A brief review of #2 above highlights Mr. Manchin’s central role in this week’s musing. In truth it is turning out that a technical majority of one or two votes in the House or the Senate is a Stalemate, and it is an  astonishing political achievement that the new administration has brought it as far as they have.

Don’t know about you, but another article we read this week by Charles Blow in the NYT convinced us that as desirable as many of the goals of proposed legislation are for promoting the general welfare of our entire national family and its long term future, we have come to believe that at this moment in our history, our first priority must be to do whatever is necessary to establish and preserve the right of all citizens to vote and have their votes count equally. Even if we don’t get all we want, it will take longer for Republicans to take it all away. Again.

We are engaged in two wars, on different fronts but against the same enemy, our own human nature.
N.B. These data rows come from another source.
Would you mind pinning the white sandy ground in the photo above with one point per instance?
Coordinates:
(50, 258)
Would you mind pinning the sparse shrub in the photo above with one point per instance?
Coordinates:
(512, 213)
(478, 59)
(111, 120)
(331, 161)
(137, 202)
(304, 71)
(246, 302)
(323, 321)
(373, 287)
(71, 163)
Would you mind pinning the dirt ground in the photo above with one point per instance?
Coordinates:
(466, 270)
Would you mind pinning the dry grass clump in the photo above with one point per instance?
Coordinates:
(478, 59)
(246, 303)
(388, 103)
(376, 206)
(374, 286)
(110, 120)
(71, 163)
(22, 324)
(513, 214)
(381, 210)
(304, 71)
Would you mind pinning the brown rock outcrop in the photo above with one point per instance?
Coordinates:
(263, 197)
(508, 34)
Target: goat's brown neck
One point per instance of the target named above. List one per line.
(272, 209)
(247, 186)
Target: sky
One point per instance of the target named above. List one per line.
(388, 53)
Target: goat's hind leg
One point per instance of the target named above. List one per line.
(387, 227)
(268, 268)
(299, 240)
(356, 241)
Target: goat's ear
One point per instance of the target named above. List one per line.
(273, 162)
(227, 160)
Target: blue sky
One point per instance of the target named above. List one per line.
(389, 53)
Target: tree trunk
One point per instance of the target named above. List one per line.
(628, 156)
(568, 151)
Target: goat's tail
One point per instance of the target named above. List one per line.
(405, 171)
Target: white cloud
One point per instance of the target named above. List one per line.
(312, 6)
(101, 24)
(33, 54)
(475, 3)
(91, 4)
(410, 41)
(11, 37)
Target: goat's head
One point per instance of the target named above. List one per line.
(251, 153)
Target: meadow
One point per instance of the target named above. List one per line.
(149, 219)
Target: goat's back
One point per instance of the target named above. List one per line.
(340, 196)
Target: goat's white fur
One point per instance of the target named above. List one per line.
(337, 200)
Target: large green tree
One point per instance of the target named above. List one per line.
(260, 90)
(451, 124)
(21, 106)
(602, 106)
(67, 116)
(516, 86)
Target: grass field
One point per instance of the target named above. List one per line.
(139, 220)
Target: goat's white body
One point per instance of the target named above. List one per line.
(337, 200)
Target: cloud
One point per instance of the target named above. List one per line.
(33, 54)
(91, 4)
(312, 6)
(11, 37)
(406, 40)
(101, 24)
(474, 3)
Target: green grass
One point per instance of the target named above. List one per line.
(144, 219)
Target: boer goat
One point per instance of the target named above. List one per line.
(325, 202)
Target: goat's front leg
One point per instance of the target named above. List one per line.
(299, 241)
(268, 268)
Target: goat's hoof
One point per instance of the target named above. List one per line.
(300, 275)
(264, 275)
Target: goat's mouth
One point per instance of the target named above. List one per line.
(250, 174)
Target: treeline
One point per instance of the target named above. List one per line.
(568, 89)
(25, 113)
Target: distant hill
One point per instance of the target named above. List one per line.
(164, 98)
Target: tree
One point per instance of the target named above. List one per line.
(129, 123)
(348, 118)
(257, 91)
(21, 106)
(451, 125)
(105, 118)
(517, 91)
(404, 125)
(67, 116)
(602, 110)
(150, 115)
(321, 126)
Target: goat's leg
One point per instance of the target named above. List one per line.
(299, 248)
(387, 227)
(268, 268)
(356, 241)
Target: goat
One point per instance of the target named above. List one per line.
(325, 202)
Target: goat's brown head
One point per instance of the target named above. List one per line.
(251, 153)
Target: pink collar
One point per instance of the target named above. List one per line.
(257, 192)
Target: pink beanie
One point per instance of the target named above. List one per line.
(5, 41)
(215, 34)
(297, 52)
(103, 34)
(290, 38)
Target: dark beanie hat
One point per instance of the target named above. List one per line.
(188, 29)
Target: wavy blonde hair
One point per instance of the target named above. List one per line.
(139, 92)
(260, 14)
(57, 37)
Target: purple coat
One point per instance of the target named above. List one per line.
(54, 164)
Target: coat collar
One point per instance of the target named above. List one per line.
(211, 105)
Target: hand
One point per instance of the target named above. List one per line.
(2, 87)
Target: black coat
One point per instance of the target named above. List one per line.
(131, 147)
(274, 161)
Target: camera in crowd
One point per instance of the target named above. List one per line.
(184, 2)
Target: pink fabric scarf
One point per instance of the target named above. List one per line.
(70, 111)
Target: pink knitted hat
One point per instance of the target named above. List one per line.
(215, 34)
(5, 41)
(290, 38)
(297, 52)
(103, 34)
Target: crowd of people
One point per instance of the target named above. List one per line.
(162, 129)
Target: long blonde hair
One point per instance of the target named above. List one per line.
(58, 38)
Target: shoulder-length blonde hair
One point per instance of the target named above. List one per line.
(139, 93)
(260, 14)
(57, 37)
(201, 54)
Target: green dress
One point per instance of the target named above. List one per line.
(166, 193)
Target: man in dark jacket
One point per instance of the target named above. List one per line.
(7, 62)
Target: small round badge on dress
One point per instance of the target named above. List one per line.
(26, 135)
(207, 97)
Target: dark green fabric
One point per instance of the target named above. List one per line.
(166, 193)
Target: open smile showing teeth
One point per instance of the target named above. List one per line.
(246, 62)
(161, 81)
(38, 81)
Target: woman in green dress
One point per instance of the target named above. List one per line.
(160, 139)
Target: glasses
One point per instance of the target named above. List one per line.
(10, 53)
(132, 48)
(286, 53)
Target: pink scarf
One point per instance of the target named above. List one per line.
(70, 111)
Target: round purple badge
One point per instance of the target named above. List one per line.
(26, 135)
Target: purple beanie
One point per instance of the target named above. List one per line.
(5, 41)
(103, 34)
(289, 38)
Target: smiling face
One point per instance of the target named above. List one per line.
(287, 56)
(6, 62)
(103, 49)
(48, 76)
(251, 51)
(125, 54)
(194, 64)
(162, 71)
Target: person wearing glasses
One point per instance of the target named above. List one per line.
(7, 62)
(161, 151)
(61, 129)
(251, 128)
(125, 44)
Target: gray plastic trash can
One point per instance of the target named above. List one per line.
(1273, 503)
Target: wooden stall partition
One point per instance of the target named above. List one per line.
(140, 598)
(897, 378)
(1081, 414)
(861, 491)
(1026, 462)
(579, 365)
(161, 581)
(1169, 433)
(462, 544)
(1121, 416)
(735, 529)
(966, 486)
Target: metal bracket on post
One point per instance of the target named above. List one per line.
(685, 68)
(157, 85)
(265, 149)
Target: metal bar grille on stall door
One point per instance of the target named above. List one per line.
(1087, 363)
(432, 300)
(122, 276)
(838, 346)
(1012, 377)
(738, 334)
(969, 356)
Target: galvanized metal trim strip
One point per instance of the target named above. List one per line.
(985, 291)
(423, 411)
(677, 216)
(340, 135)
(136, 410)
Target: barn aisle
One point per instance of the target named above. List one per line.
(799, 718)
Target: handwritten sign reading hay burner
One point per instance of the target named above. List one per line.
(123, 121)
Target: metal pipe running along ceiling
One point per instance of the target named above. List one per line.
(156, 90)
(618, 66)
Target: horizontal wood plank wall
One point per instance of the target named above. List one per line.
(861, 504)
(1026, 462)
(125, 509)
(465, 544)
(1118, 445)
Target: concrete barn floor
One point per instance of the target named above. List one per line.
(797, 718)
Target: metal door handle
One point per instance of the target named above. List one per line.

All of our history is based on internecine warfare over everything more than one of us desires. Right now our entire planet lies on the chopping block. Like Joe Manchin it is ambivalent about human survival; to Gaia it’s just another play, another curtain, a brief intermission.

 

This week’s $5 tasting:

Folie a Deux Pinot Gris ’18    Sonoma      $14
Guava, pineapple and lemon-lime flavors make for a fleshy, brightly layered expression of the varietal, both soft on the palate and crisp on the palate.

Los Arraez Lagares     Spain       $
60/40  Monastrell- Cab blend from Valencia; deep and dark aromas of juicy, ripe dark plums leading to palate that dances around flavors of plum and prune with notes of coffee and chocolate.

Idilico Garnacha ’14       Washington    $18
Moderately saturated, showing flavors of cherry, strawberry, game and licorice, with flint and rock notes on the inviting nose. Graceful, pliant and sweet with a lingering, firm, ripely tannic finish.